Caminhar pelo National Mall em Washington é percorrer um solo que, há pouco mais de um século, pertencia exclusivamente às marés do rio Potomac. O Lincoln Memorial, o imponente monumento à Segunda Guerra Mundial e o espelho d'água que reflete a história americana não descansam sobre terra firme ancestral, mas sobre um vasto e ambicioso aterro sanitário da era progressista. Esta não é uma anomalia isolada, mas a própria gênese de metrópoles como Boston, Chicago e San Francisco, que moldaram sua geografia moderna ao empurrar as bordas da civilização para dentro das águas que antes as limitavam.
A arquitetura da conquista territorial
No início do século XX, a engenharia americana operava sob uma lógica de expansão quase ilimitada. Cidades como Boston e Charleston dobraram de tamanho físico através de aterros sistemáticos, transformando pântanos e áreas alagadiças em centros financeiros e bairros residenciais valorizados. A Treasure Island, em San Francisco, erguida para a Exposição Internacional Golden Gate de 1939, permanece como um lembrete físico de uma época em que o mar era visto não como uma fronteira intransponível, mas como uma tela em branco para o planejamento urbano.
Estima-se que cerca de oito por cento da área das principais cidades costeiras dos Estados Unidos tenha sido recuperada das águas desde a década de 1890. Aeroportos vitais, como o Logan em Boston ou o SFO na Califórnia, operam sobre essa terra artificial, sustentando a infraestrutura logística global sobre alicerces que desafiaram a geologia original. O plano de Daniel Burnham para Chicago, que deu origem à Northerly Island, exemplifica a ambição de uma geração que acreditava que o desenho da cidade poderia — e deveria — reconfigurar a própria natureza.
O declínio da ousadia construtiva
Por que, então, a capacidade de fabricar terra parece ter evaporado do repertório urbanístico contemporâneo? A resposta reside em uma mudança profunda nas prioridades regulatórias e ambientais. Se antes o aterro era visto como progresso civilizatório, hoje ele é frequentemente interpretado como uma agressão ecológica inaceitável. As leis de proteção costeira e a crescente consciência sobre a fragilidade dos ecossistemas marinhos tornaram o licenciamento de tais projetos um labirinto burocrático, desencorajando investimentos que, no passado, teriam sido celebrados como grandes feitos da engenharia nacional.
Além disso, o custo do risco climático alterou a viabilidade econômica desses projetos. Construir sobre aterros em um cenário de elevação do nível do mar exige investimentos monumentais em contenção e drenagem, tornando o retorno sobre o capital incerto e de longo prazo. A engenharia, antes focada na expansão territorial, agora se volta para a mitigação de desastres e a preservação do que já foi conquistado, invertendo a lógica de crescimento que definiu o século XX americano.
Tensões entre o passado e o futuro
Esta paralisia construtiva coloca reguladores, urbanistas e investidores em um impasse.

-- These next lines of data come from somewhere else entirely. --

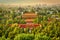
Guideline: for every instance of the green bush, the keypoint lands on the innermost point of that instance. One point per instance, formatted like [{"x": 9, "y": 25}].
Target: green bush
[
  {"x": 42, "y": 37},
  {"x": 24, "y": 37}
]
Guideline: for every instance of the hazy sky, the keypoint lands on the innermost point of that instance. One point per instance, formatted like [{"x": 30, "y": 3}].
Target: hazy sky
[{"x": 30, "y": 1}]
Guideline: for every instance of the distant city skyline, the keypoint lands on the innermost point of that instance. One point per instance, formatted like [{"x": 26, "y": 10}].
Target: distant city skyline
[{"x": 29, "y": 2}]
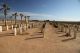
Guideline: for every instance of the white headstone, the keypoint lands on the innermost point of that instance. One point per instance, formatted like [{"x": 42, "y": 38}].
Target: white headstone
[{"x": 12, "y": 27}]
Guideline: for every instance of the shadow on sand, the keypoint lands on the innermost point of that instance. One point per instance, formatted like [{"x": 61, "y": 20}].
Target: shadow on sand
[
  {"x": 68, "y": 39},
  {"x": 36, "y": 36}
]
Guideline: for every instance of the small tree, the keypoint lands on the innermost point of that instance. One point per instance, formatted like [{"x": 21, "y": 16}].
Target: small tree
[
  {"x": 5, "y": 9},
  {"x": 21, "y": 17}
]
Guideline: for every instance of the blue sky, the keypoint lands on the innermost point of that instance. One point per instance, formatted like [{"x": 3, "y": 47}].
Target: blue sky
[{"x": 65, "y": 10}]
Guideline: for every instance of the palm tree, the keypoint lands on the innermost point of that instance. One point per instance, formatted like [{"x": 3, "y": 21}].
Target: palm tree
[
  {"x": 5, "y": 9},
  {"x": 11, "y": 19},
  {"x": 21, "y": 17},
  {"x": 28, "y": 18},
  {"x": 25, "y": 18}
]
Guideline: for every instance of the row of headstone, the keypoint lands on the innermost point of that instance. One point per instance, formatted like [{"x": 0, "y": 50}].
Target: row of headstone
[{"x": 68, "y": 28}]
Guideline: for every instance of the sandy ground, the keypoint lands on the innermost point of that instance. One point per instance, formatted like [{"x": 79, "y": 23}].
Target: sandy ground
[{"x": 33, "y": 42}]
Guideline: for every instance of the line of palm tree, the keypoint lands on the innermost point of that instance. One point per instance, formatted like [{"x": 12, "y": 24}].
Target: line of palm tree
[
  {"x": 21, "y": 17},
  {"x": 5, "y": 9}
]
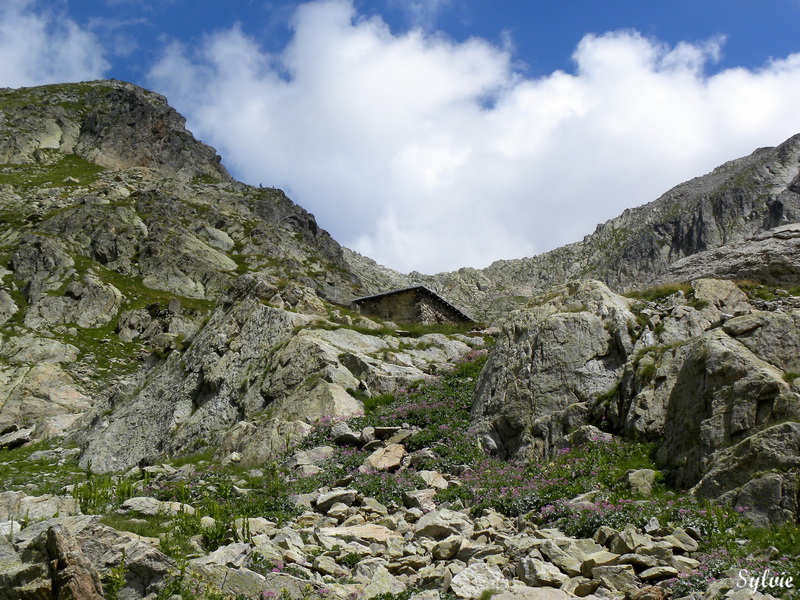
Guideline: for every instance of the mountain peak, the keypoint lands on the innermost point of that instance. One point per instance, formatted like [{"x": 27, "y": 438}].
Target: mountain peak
[{"x": 111, "y": 123}]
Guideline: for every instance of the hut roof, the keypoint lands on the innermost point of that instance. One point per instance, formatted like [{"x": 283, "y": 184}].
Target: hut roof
[{"x": 421, "y": 289}]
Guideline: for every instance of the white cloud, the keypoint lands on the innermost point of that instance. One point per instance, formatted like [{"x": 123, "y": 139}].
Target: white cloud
[
  {"x": 39, "y": 46},
  {"x": 430, "y": 154}
]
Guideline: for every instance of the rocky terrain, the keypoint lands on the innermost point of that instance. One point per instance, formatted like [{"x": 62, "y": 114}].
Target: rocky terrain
[{"x": 190, "y": 408}]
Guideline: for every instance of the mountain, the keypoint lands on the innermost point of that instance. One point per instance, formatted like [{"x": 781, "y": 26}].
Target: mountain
[{"x": 181, "y": 347}]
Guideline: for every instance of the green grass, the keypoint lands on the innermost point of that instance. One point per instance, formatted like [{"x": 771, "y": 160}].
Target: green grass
[
  {"x": 29, "y": 176},
  {"x": 661, "y": 292},
  {"x": 18, "y": 470}
]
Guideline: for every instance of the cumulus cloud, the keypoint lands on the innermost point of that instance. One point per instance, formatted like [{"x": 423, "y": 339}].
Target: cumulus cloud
[
  {"x": 38, "y": 46},
  {"x": 429, "y": 154}
]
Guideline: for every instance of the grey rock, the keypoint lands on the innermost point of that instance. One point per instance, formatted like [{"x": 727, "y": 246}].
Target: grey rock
[
  {"x": 443, "y": 523},
  {"x": 640, "y": 481},
  {"x": 579, "y": 342},
  {"x": 537, "y": 573},
  {"x": 477, "y": 578}
]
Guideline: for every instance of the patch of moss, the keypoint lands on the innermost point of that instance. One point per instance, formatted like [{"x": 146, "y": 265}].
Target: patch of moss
[{"x": 661, "y": 292}]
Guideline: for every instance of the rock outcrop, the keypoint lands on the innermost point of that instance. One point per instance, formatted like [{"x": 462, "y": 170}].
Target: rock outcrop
[{"x": 712, "y": 390}]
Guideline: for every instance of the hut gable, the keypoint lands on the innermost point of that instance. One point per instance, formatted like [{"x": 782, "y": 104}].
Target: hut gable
[{"x": 416, "y": 304}]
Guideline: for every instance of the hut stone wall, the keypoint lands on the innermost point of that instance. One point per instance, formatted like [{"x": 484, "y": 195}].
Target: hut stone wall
[{"x": 409, "y": 306}]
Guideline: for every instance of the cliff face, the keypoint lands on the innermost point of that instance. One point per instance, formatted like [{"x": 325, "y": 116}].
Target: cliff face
[{"x": 151, "y": 305}]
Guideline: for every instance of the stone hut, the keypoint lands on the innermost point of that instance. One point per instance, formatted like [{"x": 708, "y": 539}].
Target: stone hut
[{"x": 416, "y": 304}]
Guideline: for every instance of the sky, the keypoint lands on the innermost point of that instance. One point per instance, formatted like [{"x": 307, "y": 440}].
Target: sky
[{"x": 431, "y": 135}]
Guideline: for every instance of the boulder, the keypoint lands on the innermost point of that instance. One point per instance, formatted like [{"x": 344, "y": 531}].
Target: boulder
[{"x": 476, "y": 579}]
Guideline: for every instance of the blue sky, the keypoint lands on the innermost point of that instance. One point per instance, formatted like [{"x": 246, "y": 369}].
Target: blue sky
[{"x": 435, "y": 134}]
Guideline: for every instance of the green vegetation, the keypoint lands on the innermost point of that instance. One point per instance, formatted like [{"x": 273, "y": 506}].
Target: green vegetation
[
  {"x": 661, "y": 292},
  {"x": 539, "y": 491},
  {"x": 68, "y": 171}
]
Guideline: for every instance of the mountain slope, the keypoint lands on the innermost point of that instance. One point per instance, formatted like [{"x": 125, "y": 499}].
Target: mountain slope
[{"x": 733, "y": 203}]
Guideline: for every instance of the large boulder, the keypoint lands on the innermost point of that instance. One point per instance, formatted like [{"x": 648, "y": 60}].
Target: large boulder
[{"x": 549, "y": 362}]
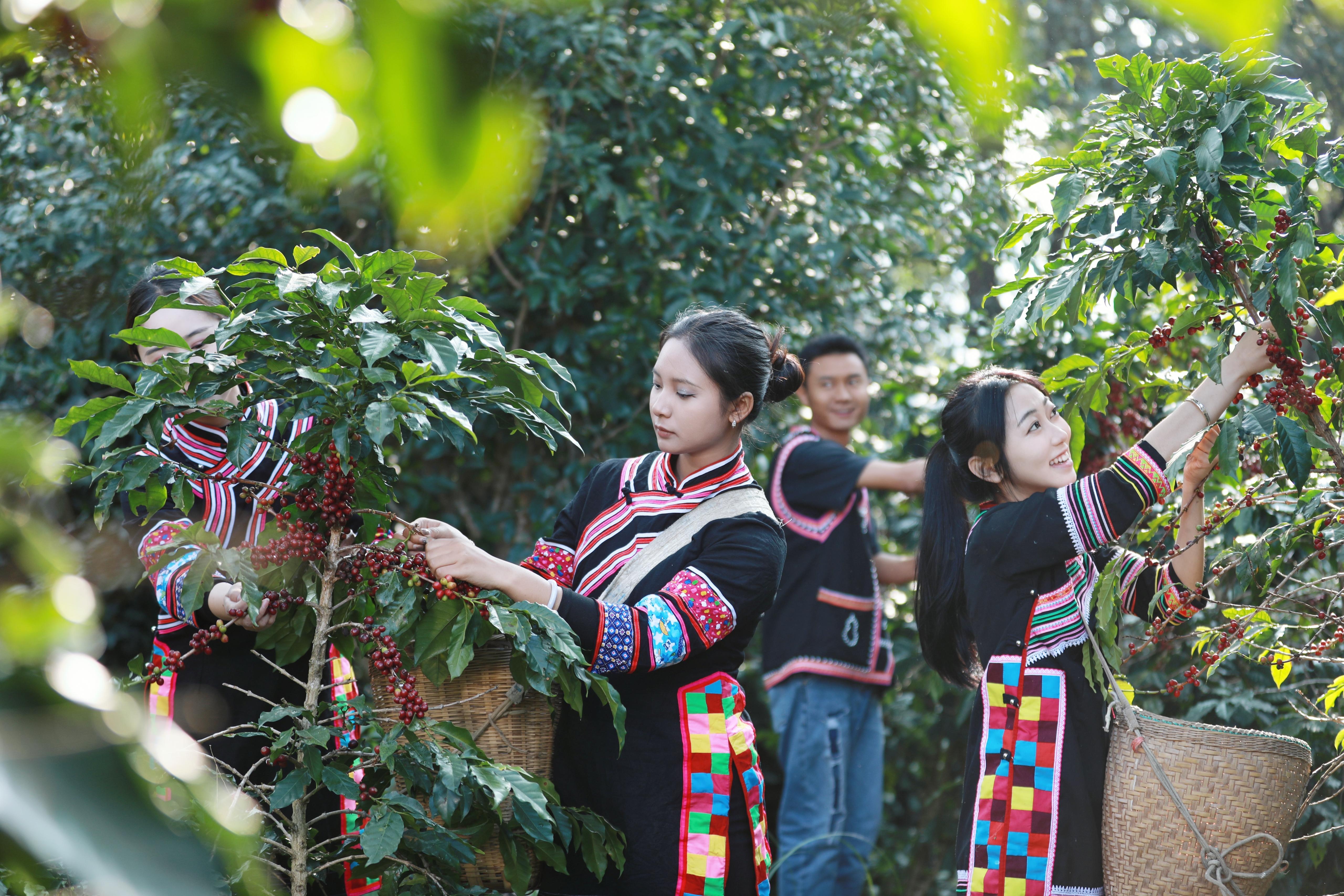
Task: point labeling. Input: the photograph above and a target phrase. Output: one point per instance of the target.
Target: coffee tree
(370, 354)
(1189, 207)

Enquanto a demanda por espaço em centros urbanos densos continua a pressionar o mercado imobiliário, a solução histórica de expandir para o mar tornou-se um tabu político. O resultado é um mercado imobiliário cada vez mais restrito, onde o custo do metro quadrado reflete não apenas a escassez de terra, mas a proibição implícita de criá-la. As cidades americanas vivem, portanto, um momento de introspecção forçada, onde o crescimento precisa ocorrer verticalmente ou através da reocupação de áreas decadentes, em vez da expansão horizontal que outrora definiu a identidade nacional.
Para o ecossistema brasileiro, essa trajetória oferece um espelho interessante. Cidades como Rio de Janeiro e Santos também possuem histórias ricas de aterros que moldaram sua configuração atual. A diferença reside na forma como a regulação ambiental contemporânea dialoga com a necessidade de desenvolvimento urbano, um debate que, nos EUA, parece ter atingido um ponto de inflexão onde o medo do impacto ambiental superou a aspiração pelo progresso físico.
O horizonte incerto das cidades costeiras
O que resta é a pergunta sobre o futuro das metrópoles à beira-mar. Se a expansão territorial está fora de pauta, como essas cidades lidarão com a pressão populacional e a necessidade de infraestrutura moderna? A estagnação da criação de novas terras pode ser o preço necessário para a sustentabilidade, ou estamos sacrificando a vitalidade urbana no altar de uma preservação que ignora a necessidade de crescimento das cidades?
Talvez a resposta não esteja na retomada dos aterros, mas em uma nova forma de convivência com a água. Se não podemos mais conquistar o mar, o desafio passa a ser como integrar o ambiente marinho de forma resiliente e inovadora ao tecido urbano, transformando a limitação em uma nova estética de adaptação.